Perlu Sampeyan sekalian ketahui, bahwa ia yang punya inisial H.U.H. itu pernah punya kedudukan penting dalam hidupku. Selain menjadi “rival” tak terkalahkan dalam perebutan posisi bergengsi numero uno ranking kelas di bangku SD belasan tahun silam, kepada ia jualah aku pernah “berhutang budi” untuk pertama kalinya dalam sebuah perkara: ia-lah yang mula pertama memperkenalkanku dengan sekuntum rasa penuh selubung misteri—sebuah rasa yang hingga detik ini tak kunjung tuntas kudefinisikan dalam ratusan bait puisi, tak lekas tandas kugambarkan dalam berpuluh-puluh sekuel cerita. Berhadapan dengan rasa itu, serasa aku masuk dalam sebuah misterium, gelap tanpa cahaya dan hanya bisa meraba-raba untuk memahaminya.


Di selembar pagi nan cerah hari ini, tatkala aku bersua kembali dengannya, serasa cakrawala di atas kepalaku tiba-tiba dipenuhi samudera warna biru namun lekas dalam sekejap mata diterjang oleh lautan mendung kelabu. Pada ia yang aku tak sempat mengejakan kepadanya sebutir kata-pun mengenai misterium rasa di benakku itu, aku merasa diri laksana sebatang lilin dalam dekapan beribu-ribu nyala api. Aku luruh dan lantak. Aku terberai dari kesatuan diriku sendiri, meleleh berhamburan tak tentu ruang dan waktu. Seumpama makhluk alien penghuni planet Mars yang diterjunkan dalam teritori asing bernama Bumi, aku disergap ketidakmengertian, kebingungan, dan terombang-ambing di dalamnya.


Pada ia yang tiada pernah sekalipun aku persembahkan sekuntum kembang kepadanya sebagai manifestasi misterium rasa yang pernah bergelayutan berat di benakku, aku merasa mendapati diriku tak lebih dari seorang pecundang yang pulang dari medan perang dengan muka tertekuk sembilan puluh derajat ke arah tanah, dengan baju seragam keprajuritan yang compang-camping tersayat ribuan senjata musuh. Karena dalam hal ini, aku adalah (dan hanyalah) salah seorang manusia yang tak pernah punya kuasa untuk menjangkau tiga perkara diri yang aku percaya hanya Tuhan semata menguasainya: jodoh, nasib dan ajal. Untuk satu misterium yang pertama itu, terbukti aku kalah. Ia yang kuimpikan akan Tuhan berikan kapadaku sebagai pasangan hidupku, ternyata telah menjadi milik lelaki lain. Ia yang tiga kata penyusun namanya diambil dari bahasa Arab, dan bila diterjemahkan ber-arti “kebaikan yang menjadi ibunda segala kebaikan” itu, tak mungkin lagi untuk aku harapkan menjadi ibunda dari anak-anakku kelak. Tertutup rapat sudah semua pintu harap dan segala asa diriku terhadapnya.

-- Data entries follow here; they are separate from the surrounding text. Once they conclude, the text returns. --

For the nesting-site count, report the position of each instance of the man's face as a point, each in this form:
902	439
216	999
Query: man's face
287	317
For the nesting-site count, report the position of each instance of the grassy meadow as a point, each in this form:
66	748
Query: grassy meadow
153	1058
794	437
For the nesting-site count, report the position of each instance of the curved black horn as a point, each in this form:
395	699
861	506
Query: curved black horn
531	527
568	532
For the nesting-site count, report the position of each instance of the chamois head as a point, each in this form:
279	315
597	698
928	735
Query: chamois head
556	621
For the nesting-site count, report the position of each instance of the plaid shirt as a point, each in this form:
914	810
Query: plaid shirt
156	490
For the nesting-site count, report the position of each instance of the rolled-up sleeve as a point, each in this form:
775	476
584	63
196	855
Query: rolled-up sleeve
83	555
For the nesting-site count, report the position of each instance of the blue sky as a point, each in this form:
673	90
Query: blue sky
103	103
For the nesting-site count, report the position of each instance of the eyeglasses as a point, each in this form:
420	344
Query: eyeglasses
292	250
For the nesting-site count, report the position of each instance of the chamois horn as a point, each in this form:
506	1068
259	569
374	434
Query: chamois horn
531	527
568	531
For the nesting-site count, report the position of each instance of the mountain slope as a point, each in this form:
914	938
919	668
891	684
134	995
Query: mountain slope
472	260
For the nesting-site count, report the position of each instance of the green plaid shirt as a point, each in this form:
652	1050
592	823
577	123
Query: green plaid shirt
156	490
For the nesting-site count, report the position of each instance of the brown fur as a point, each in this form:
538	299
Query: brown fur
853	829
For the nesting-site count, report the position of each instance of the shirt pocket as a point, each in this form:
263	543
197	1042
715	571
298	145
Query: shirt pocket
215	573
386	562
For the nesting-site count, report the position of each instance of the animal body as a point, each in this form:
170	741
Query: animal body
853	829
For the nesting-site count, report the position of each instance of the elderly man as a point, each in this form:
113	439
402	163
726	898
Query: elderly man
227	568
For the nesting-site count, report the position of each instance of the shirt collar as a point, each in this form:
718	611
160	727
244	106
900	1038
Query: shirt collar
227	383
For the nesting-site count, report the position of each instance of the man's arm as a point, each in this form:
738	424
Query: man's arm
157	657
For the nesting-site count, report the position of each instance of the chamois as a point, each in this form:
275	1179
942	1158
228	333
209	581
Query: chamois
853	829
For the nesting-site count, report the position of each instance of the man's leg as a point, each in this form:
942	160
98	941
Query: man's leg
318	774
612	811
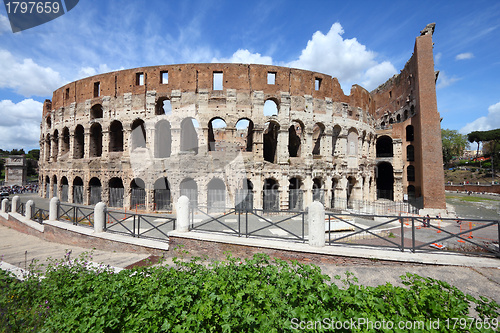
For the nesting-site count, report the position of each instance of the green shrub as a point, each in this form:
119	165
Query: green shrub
258	295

Dan tatkala kulukiskan dalam selembar kanvas virtual ini momen beberapa detik di sehelai pagi yang cerah hari ini, dengan sengaja kumainkan sebuah lagu sendu nan romantis milik ADA Band berjudul Nyawa Hidup dengan player MP3 di komputerku untuk mengiringi tarian limbung jemariku di tuts-tuts kibor. Dengan sengaja pula ku-repeat lagu itu berulang-ulang hingga aku menyelesaikan catatan ini. Suara syahdu Donny mendendangkan bait demi bait syair lagu Nyawa Hidup kian membuat kesadaranku tenggelam dalam pusaran kenangan indah bersama sang Aphrodite-ku itu, belasan tahun silam:


angin malam berhembus
lirih dingin menyapa
coba merasakan
semilir kehadiranmu

Tuhan kutanya cinta
kemana arah dan tujuannya
bila memang berpisah
mengapa maut yang pisahkan

aku memujimu hingga jauh
terdengar syahdu ke angkasa
rintihan hatiku memanggilmu
dapatkah kau mendengar
nyawa hidupku

runtuh jiwa ragaku
hancur berkeping-keping
tangan dan kaki tiada
berpijak di bumi lagi

kau menelanjangi diriku selalu
lewat indahnya peluk kasih
merangkul kalbu yang membelenggu
dan kini tinggalkanku

… … …


Tak begitu presisi memang motif syair itu dengan motif perasaanku saat ini. Syair itu mendendangkan kepedihan akibat maut yang memisahkan ikatan dua insan, sementara kepedihanku lebih disebabkan “mata dadu” yang ‘dilemparkan’ Sang Maha memunculkan jumlah noktah yang berbeda dari yang kudambakan selama ini. Aku kalah oleh lemparan dadu, bukan terpisahkan oleh maut seperti syair yang dilagukan Donny ADA Band itu. Tapi seberapa sesungguhnya tapal perbedaan antara berpisah karena maut dan berpisah karena lemparan dadu bernama takdir? Tipis sekali, bukan?! Tidakkah sebuah asa dengan probabilitas bernilai nol untuk diwujudkan, pada hakikatnya ia telah masuk ke liang kuburan pikiran bernama kenangan? Bagiku, ia yang menyandang inisial H.U.H. itu, sang “kebaikan yang menjadi ibunda segala kebaikan”, telah mati dalam makna yang lain—mati secara kiasan: ia telah mati dalam dunia pengharapanku, namun tetap hidup dalam ruang kenangan dan mimpi-mimpi bawah-sadarku.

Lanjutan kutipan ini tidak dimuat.